I have my own vocabulary of interjections now! Flippin', eff, and holy heifers. xd got bored, played too many video games. Erin's not coming back. It's not fair! When I need her, she leaves. Eff, that keeps happening. She's my only good friend that is really my good friend. Paz and all are my friends, and so are Amanda and Kim. But those 2 aren't my good friends. They're just so mean sometimes, and I hate it.
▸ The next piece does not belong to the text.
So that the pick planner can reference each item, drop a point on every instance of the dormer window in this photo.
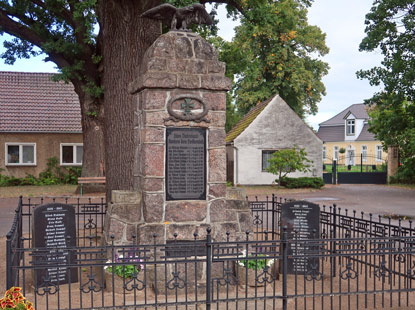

I'm asking these questions, but I don't expect answers. I just feel like asking questions right now. If you're in band at DHS next year, are you taking it during or after school? Why are you even coming back? Will you leave Amanda and me completely alone for the rest of H.S.? Do you still hate Amanda so much? Why do you hate her in the first place? Have you been telling the truth? Do you purposely "forget" things to avoid trouble? Am I naive? Was it silly of me to tell Patrick that I like him? Do you realize that by talking to me you have been torturing me? And you have been making my little false hope grow? Am I asking too many questions? Am I annoying? If we were never friends, then what were we in 8th grade? If I were in danger, would you help me? If you were in danger, would you let me help you? Should I be worried? Do you think I've totally lost it? Have you totally lost it? What's my label? Who the heck are you, anyways? Are you glad there's no more questions? Ah... Finally got thtat out of my system. I don't expect answers. I just like the questions. First day out of school, so there's no questions to ask teachers. 4laugh
"And maybe when the night is dead, I'll crawl into my bed, staring at these four walls again."